Com tantos sumiços e desencontros, cheguei a pensar em mudar de abordagem, ser uma quarentona meiga em busca de um grande amor, de um casamento feliz, blá, blá, blá. Mas estaria negando minha personagem inicial. Afinal, meu objetivo era justamente ver como os “mais maduros” encaravam uma mulher decidida, objetiva, sem medo de paquerar e dizer que não quer compromisso. Todos saíram correndo, sem chance para uma aventura.

 

Já estava desistindo de mais uma paquera quando um tal de Márcio me adicionou, com um primeiro recado nada original: “você é muito linda”. Quando vi que era carioca, me empolguei.
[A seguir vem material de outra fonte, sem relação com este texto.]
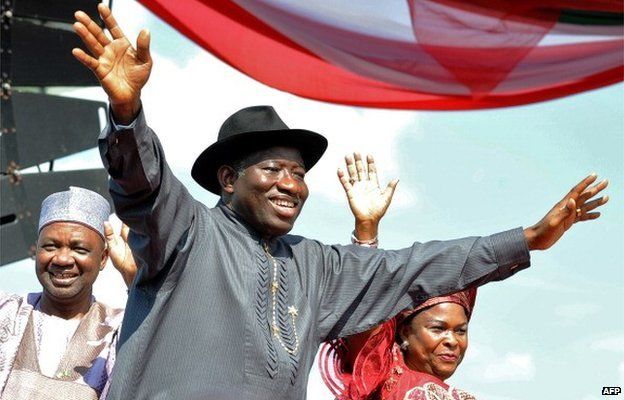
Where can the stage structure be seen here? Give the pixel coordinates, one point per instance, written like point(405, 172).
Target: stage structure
point(38, 127)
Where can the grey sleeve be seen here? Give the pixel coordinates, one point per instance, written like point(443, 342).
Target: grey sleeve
point(362, 286)
point(147, 197)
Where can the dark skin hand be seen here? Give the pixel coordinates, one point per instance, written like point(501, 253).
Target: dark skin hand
point(576, 206)
point(367, 201)
point(121, 69)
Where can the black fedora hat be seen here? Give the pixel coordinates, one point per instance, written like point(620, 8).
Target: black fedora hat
point(251, 129)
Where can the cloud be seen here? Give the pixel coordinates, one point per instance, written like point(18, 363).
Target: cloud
point(513, 367)
point(610, 343)
point(484, 364)
point(576, 311)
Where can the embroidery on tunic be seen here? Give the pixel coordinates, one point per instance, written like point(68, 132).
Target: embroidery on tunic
point(262, 311)
point(285, 319)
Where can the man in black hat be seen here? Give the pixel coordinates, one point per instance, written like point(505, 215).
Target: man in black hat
point(225, 303)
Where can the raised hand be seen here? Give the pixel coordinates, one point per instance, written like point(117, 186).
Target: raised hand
point(576, 206)
point(367, 201)
point(121, 69)
point(120, 253)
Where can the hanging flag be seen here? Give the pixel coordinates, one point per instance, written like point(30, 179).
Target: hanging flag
point(412, 54)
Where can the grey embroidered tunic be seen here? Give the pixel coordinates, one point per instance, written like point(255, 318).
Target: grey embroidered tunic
point(198, 323)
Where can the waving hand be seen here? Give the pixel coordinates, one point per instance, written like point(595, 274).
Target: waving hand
point(121, 69)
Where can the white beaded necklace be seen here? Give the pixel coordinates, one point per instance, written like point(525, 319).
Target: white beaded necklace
point(292, 310)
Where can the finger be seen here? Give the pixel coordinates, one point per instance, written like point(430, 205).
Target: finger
point(88, 39)
point(389, 191)
point(143, 41)
point(589, 216)
point(359, 166)
point(592, 191)
point(372, 170)
point(567, 212)
point(125, 230)
point(86, 60)
point(110, 22)
point(110, 234)
point(351, 167)
point(594, 204)
point(91, 27)
point(346, 185)
point(582, 185)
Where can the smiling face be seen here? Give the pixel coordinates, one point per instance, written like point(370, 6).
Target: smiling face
point(69, 258)
point(270, 193)
point(438, 338)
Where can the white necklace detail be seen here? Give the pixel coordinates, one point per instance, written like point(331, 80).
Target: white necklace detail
point(292, 310)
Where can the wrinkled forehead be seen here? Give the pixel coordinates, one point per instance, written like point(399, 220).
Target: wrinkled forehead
point(73, 229)
point(274, 153)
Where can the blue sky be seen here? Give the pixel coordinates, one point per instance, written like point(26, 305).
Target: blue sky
point(553, 331)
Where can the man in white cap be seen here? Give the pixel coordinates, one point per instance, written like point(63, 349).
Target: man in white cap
point(60, 343)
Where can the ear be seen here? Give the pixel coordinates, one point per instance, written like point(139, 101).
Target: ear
point(104, 258)
point(227, 176)
point(404, 331)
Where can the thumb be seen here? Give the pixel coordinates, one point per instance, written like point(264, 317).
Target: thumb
point(143, 41)
point(109, 233)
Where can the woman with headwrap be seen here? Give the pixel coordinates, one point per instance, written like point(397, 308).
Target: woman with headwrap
point(410, 356)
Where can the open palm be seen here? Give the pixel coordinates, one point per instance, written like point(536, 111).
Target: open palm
point(366, 199)
point(121, 69)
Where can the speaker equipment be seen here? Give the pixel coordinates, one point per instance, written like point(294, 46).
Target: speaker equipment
point(35, 54)
point(21, 203)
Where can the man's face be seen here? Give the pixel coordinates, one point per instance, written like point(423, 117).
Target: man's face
point(69, 258)
point(271, 192)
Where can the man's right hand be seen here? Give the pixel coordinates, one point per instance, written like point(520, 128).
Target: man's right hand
point(121, 69)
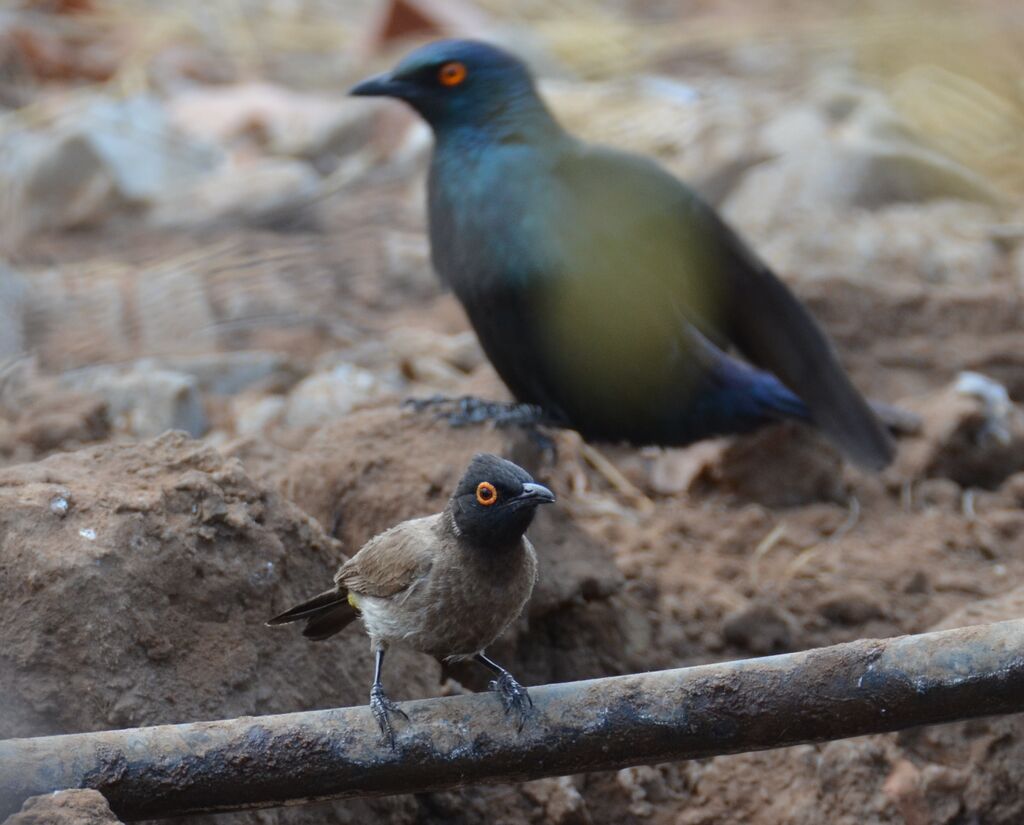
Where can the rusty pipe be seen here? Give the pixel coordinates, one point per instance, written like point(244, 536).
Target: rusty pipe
point(847, 690)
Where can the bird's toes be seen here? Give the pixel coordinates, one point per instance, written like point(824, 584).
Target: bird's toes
point(515, 698)
point(382, 707)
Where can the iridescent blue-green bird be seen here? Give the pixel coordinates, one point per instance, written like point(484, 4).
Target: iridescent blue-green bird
point(603, 291)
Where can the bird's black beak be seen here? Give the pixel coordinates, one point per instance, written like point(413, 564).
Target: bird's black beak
point(538, 493)
point(378, 86)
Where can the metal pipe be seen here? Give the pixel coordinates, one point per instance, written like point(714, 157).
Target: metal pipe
point(848, 690)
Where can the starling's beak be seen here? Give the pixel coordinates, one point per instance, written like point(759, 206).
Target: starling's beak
point(537, 493)
point(379, 86)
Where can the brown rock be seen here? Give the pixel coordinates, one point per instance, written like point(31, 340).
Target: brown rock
point(62, 420)
point(79, 807)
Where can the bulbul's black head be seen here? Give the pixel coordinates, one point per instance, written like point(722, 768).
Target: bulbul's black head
point(495, 502)
point(458, 83)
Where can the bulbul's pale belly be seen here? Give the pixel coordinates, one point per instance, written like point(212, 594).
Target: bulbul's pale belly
point(454, 615)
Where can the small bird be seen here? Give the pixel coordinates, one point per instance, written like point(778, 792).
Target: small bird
point(605, 293)
point(446, 584)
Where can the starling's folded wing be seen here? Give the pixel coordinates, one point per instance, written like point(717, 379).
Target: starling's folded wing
point(684, 254)
point(393, 561)
point(776, 333)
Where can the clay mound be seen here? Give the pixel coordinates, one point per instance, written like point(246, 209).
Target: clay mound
point(134, 587)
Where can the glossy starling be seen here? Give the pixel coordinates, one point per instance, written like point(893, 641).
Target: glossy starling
point(604, 292)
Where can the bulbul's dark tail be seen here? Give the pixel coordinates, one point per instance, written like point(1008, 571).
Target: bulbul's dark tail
point(325, 614)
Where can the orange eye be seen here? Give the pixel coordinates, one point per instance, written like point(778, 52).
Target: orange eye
point(485, 493)
point(452, 74)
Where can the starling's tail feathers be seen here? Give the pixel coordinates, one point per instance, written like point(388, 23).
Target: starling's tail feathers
point(325, 614)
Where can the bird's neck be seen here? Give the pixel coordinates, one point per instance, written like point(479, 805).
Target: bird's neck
point(519, 120)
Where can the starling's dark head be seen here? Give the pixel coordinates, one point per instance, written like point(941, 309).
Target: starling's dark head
point(453, 83)
point(496, 501)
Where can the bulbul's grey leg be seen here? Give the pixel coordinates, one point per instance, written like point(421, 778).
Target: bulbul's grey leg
point(381, 705)
point(514, 696)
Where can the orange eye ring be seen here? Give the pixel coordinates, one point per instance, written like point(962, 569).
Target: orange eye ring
point(452, 74)
point(485, 493)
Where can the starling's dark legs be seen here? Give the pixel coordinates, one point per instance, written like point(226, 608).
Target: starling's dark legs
point(514, 696)
point(381, 705)
point(470, 409)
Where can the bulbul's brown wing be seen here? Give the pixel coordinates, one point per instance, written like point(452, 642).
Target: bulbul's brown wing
point(326, 614)
point(392, 561)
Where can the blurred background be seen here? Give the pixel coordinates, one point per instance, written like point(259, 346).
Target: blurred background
point(200, 231)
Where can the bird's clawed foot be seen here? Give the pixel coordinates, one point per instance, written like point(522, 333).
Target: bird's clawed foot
point(381, 706)
point(469, 409)
point(515, 698)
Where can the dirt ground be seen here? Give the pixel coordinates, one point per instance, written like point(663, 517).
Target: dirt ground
point(138, 566)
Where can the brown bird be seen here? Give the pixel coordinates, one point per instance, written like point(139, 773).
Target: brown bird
point(446, 584)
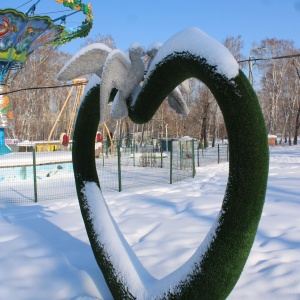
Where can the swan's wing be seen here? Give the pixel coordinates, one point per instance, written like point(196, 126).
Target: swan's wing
point(176, 101)
point(88, 60)
point(115, 74)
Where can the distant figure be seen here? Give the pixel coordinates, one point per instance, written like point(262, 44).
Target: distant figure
point(98, 144)
point(64, 140)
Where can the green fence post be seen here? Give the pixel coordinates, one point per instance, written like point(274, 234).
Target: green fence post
point(193, 158)
point(119, 167)
point(34, 174)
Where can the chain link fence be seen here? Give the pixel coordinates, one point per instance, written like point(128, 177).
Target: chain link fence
point(36, 176)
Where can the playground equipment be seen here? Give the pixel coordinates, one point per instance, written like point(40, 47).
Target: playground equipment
point(79, 84)
point(22, 33)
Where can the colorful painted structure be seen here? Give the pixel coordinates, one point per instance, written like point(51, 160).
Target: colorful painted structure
point(22, 33)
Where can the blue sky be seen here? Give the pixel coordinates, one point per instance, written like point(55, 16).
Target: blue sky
point(157, 20)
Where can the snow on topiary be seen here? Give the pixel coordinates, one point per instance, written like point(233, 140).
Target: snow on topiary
point(215, 267)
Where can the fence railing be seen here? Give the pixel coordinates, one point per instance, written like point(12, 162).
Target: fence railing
point(37, 176)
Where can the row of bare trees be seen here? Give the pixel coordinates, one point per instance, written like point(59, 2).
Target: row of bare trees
point(276, 80)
Afinal, poderia entrar na minha pilha do encontro casual sem compromisso por estar mais perto. Começamos a conversar pelo msn e, logo de cara, percebi que tinha que ser mais cautelosa. Qualquer aparente mentirinha seria desmascarada, já que ele era carioca e demonstrava conhecer bem o Rio. Citou até um restaurante da Urca, perto da “casa” de Valéria. Funcionário público, filiado a um partido político que não quis dizer qual era, falou bastante de seu trabalho na prefeitura do Rio de Janeiro. Insistia em ver mais fotos minhas e, esquivando, eu alegava problemas no msn – eu só tinha uma foto!

 

Não esperei muito para perguntar o que ele fazia no Broto Bacana sendo casado. Respondeu que entrou a pedido de uns amigos, mas que não tinha nenhuma intenção. Apesar disso, continuava a enfatizar o quanto eu era bonita. Foi apenas uma conversa. Depois de já ser mais de meia noite, prometeu ficar on line no dia seguinte para conversarmos mais. Não deu nem tempo de eu convidá-lo para um encontro casual. Marcio não apareceu mais no msn.